Beat Classification

In addition to morphology clustering, h10s uses an on-device neural network to classify individual heartbeats into standard cardiology categories.

How It Works

The application employs a TensorFlow Lite model running directly on your phone. No data is ever sent to the cloud for analysis.
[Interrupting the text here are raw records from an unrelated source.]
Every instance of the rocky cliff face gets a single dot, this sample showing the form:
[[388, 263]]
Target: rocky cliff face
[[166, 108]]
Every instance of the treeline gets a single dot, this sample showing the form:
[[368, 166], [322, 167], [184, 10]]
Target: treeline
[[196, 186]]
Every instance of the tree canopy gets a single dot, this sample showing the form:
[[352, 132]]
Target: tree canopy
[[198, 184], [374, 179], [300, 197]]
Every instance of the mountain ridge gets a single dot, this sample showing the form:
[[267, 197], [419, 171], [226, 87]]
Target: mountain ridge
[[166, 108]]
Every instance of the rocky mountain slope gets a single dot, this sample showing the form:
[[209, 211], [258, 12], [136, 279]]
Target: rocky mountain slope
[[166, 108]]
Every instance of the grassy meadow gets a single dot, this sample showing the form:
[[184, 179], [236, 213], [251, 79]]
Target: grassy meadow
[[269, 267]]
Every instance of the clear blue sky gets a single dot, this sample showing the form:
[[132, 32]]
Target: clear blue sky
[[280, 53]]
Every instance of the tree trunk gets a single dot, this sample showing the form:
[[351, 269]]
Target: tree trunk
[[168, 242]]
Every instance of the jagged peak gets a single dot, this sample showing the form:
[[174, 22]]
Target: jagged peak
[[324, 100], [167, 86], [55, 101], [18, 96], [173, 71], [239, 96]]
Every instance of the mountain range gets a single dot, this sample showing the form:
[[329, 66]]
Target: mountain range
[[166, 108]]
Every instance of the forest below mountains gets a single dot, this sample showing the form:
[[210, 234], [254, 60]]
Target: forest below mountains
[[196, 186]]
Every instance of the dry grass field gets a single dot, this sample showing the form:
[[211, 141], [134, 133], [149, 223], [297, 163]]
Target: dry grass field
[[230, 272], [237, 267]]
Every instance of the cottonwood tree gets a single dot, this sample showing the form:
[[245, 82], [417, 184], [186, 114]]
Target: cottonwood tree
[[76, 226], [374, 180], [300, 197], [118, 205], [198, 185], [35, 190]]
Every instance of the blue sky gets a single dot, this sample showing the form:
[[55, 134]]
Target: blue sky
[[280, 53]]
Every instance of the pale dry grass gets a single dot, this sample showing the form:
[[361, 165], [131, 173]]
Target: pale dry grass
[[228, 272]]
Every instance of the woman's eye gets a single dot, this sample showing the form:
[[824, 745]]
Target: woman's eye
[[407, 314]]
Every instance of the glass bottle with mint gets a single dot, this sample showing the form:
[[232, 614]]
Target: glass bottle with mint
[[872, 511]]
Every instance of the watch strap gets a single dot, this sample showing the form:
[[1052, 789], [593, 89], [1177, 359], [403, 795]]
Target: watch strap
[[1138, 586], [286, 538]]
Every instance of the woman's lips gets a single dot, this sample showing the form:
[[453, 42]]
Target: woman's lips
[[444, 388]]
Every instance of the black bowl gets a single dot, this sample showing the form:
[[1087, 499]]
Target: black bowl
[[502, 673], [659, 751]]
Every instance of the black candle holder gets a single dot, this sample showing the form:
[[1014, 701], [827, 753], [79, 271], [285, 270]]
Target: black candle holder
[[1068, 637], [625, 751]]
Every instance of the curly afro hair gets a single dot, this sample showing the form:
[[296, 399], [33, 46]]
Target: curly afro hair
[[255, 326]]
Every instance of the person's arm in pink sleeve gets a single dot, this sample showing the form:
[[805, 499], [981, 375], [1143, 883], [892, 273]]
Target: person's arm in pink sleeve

  1. Detection: The Pan-Tompkins algorithm detects the R-peak of a heartbeat.
  2. Extraction: A 400ms window (centered on the peak) is extracted from the bandpass-filtered ECG signal.
  3. Resampling: The signal is resampled to 100 points (equivalent to 250Hz) to match the neural network's input requirements.
  4. Inference: The neural network analyzes the waveform and assigns a probability score to beat types (Normal, SVE, Ventricular).
  5. Classification: The beat is labeled with the highest-probability class. If confidence is low, it is marked as "Q" (Unclassifiable).

Classification Codes

The following codes are used in the application to label beats on the graph and in statistical summaries:

Code Description Color
N Normal beat Green
V Premature ventricular contraction (PVC) Coral
S Supraventricular premature beat (PAC/SVE) Teal
Q Unclassifiable / Low Confidence Grey

Accuracy & Limitations

The neural network provides a probabilistic assessment based on waveform shape.